HYGGE (pronounced somewhere between HOO-guh and HEW-guh) is the Danish word for a sort of mindful coziness. Now, I’m a word geek who absolutely loves things like etymology (the history of words and their meanings), and the background of the current Danish word is fascinating. The word hygge derives from an old Norse word that is about comforting, and is related to the Old German word that came over into English as “hug”. Kind of fun to know, especially when you are trying to get a handle on the concept.
If you are interested in incorporating hygge into your life this year (as a way of slower, cozier living, even if it’s just during the winter), then here are three concrete tips that will help you to get started:
First, tidy up a bit. Maybe you have been binge-watching Marie Kondo’s “Tidying Up” on Netflix, or have read her book, The Life-Changing Magic of Tidying Up, in which case this idea may already be on your radar. Or perhaps you read my earlier blog posts about decluttering, including this one from the end of October entitled “Creating Space for Abundance.” I’m not telling you to get rid of your favorite things (those stay!) or to clear your bookcases (heaven forbid — though weeding out those books that you don’t like or that make you feel bad about not loving them is a great idea). But having a bit less stuff allows abundance into your life, and also allows you to relax so that you can feel a sense of hygge.
One tip that works super well, and that has helped some friends of mine as well, is to find one space in each room to keep clear and tidy, to give your eye a place to rest. It helps even if it is a small piece of furniture, but it’s super soothing if it’s the largest thing in the room. For instance, a made bed in a bedroom (without stuff piled all over it) gives your eye a place to rest. And as Navy Seal Admiral McRaven says in this speech (which has gone viral and also become a small book), it will give you a sense of purpose and achievement. If you can keep the dining table clear, the dining room will seem okay. Same goes for the island in your kitchen, or at least a stretch of countertop.
Second, organize your stuff. If you have massive piles of books all over the place, consider obtaining a bookcase and corralling those books in one place. If you (like me) have Serious Paper Issues involving mail and articles that you intend to read but haven’t gotten to yet, figure out (a) where to keep them and (b) if there is an organizational device that would work for you. For some people, a set of mail bins is super helpful; others prefer a few folders; still others are fond of binder clips, or boxes, or a file system.

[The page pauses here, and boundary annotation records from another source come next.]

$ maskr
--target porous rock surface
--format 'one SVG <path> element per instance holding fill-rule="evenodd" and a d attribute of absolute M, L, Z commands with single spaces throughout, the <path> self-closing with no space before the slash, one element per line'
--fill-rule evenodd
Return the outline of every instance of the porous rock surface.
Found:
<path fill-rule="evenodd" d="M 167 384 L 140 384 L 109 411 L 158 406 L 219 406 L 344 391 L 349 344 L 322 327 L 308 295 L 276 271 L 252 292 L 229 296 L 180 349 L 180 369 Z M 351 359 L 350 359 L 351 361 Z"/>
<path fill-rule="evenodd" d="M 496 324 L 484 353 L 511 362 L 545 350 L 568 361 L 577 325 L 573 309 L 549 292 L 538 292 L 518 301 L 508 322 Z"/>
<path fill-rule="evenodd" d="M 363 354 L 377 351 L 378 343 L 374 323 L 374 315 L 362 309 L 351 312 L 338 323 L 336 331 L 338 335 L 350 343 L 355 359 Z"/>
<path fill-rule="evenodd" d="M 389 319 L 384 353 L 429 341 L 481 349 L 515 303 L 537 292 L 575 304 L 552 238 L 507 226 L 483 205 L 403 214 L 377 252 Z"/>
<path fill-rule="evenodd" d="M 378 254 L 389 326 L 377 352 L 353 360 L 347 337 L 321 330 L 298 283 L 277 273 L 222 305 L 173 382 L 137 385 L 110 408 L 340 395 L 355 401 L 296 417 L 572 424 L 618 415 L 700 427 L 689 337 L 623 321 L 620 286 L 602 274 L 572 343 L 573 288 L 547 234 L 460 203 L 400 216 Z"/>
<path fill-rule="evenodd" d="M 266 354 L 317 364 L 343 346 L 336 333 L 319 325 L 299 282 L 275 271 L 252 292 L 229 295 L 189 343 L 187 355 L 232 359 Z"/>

Quite seriously, I’m best with piling stuff in one place on my desk and scheduling time to go through it each week, then filing the stuff I need to keep and recycling everything else. And I would argue that forking out a lot of money on boxes, baskets, bins, and folders that just contribute to your stress and/or clutter level makes no sense (no matter how tempting those Container Store catalogs look, if you won’t actually use the things you buy, you will just end up with more stuff to manage).